Ethiopia
Aksumite Empire (4th c BCE), Solomonic dynasty (1270-1974), defeated Italy at Adwa (1896); now landlocked since 1993, Tigray war killed 600,000, Abiy seeks Red Sea access risking war with Eritrea.
Ethiopia is Africa's oldest independent nation and one of the world's most ancient continuous civilizations—yet in 2025 it faces the same existential question it faced 3,000 years ago: how does a highland empire survive when it loses access to the sea? Since Eritrea's independence in 1993, landlocked Ethiopia has paid roughly $1.5 billion annually in port fees to Djibouti. Prime Minister Abiy Ahmed calls restoring Red Sea access "existential"; his officials have floated taking Eritrea's port of Assab by force.
The Aksumite Empire (4th century BCE to 10th century CE) built Ethiopia's original greatness. From its capital at Aksum in the northern highlands, the empire controlled trade routes linking Rome, India, and Africa's interior through the Red Sea port of Adulis. Aksumite merchants traded ivory, gold, and spices; Aksumite engineers created a unique written script (Ge'ez, still the Ethiopian Orthodox Church's liturgical language); Aksumite kings converted to Christianity in the 4th century under King Ezana, making Ethiopia one of the world's first Christian states. When the Islamic conquests cut off Adulis, Aksumite power collapsed—but the highland Christian kingdom endured.

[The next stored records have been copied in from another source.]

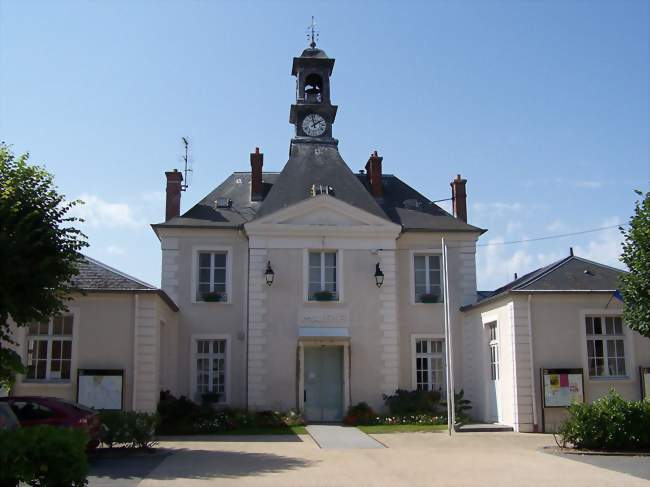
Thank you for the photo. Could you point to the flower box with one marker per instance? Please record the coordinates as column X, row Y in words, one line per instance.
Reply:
column 324, row 296
column 214, row 297
column 430, row 298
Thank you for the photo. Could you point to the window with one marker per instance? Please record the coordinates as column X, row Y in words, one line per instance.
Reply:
column 429, row 365
column 212, row 276
column 494, row 351
column 49, row 349
column 428, row 287
column 211, row 368
column 322, row 276
column 605, row 346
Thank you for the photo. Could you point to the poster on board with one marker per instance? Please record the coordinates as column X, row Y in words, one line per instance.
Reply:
column 644, row 374
column 100, row 389
column 562, row 387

The Solomonic dynasty, founded in 1270 when Yekuno Amlak overthrew the Zagwe rulers, claimed descent from King Solomon and the Queen of Sheba. Though the genealogy was mythological, the legitimation was effective: Solomonic emperors ruled until 1974, over seven centuries of continuous dynastic authority. The empire expanded and contracted, faced Muslim invasions, Portuguese interventions, and regional warlords. But it never fell to colonial conquest. When Italy attempted to establish a protectorate in 1895, Emperor Menelik II's armies destroyed the Italian forces at the Battle of Adwa (1896)—the first major African victory over a European colonial power and a moment that still defines Ethiopian national identity.

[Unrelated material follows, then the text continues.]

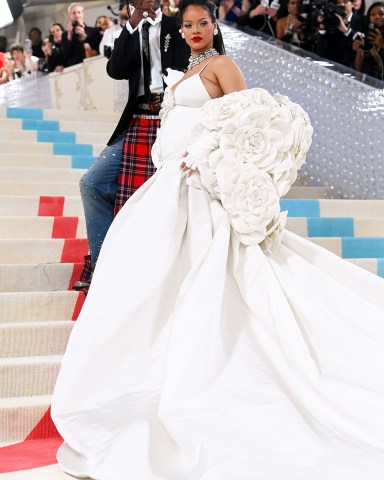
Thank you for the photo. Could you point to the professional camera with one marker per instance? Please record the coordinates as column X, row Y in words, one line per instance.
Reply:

Italy returned in 1935, when Mussolini's forces invaded with chemical weapons, driving Emperor Haile Selassie into exile. The occupation lasted only until 1941, when British-led forces liberated the country. Selassie's post-war reign (1941-1974) brought modernization and international prestige—he founded the Organization of African Unity, headquartered in Addis Ababa—but also repression, inequality, and catastrophic failure to address the 1973 famine that killed 200,000. In 1974, the Derg military junta overthrew Selassie; his death in custody (likely murder) ended the Solomonic dynasty. Mengistu Haile Mariam's Marxist-Leninist state brought land reform, the Red Terror campaign that killed tens of thousands, and a civil war that continued until the Derg's collapse in 1991.
The current configuration—federal Ethiopia minus Eritrea, which won independence in 1993—has produced thirty years of attempted development alongside recurring conflict. The Tigray War (2020-2022) caused approximately 600,000 deaths from fighting, famine, and healthcare collapse; 5.1 million were displaced. The November 2022 peace deal with the Tigray People's Liberation Front ended the worst fighting, but in March 2025 TPLF-linked forces seized Mekelle, the regional capital. The Amhara region's Fano militias and the Oromia region's Oromo Liberation Army continue insurgencies against the federal government.
Abiy Ahmed, who won the Nobel Peace Prize in 2019 for making peace with Eritrea, has pivoted to ambitious development. The Grand Ethiopian Renaissance Dam was inaugurated in July 2025 despite Egyptian and Sudanese opposition. The birr was floated, the banking sector opened, a stock exchange launched—reforms that secured a $3.4 billion IMF bailout. Plans include Africa's largest airport and a nuclear power plant. Addis Ababa has received billions in beautification: parks, museums, bike lanes, conference centers.
Yet Ethiopia in 2025 faces potential war on multiple fronts. Eritrea accuses Ethiopia of a "long-brewing war agenda" to seize Red Sea ports; Ethiopia claims Eritrea supports rebel groups. Military mobilization along the border increases conflict risk. Egypt has signed security pacts with Somalia and Eritrea, exploiting Ethiopia's regional tensions. A nation of 126 million—Africa's second-largest population—remains landlocked, dependent on neighbors for maritime access, and fractured by ethnic insurgencies that federal structures have not resolved.
Through 2026, the question is whether Ethiopia can develop fast enough to outrun its conflicts—or whether the dream of Red Sea access will trigger another catastrophic war.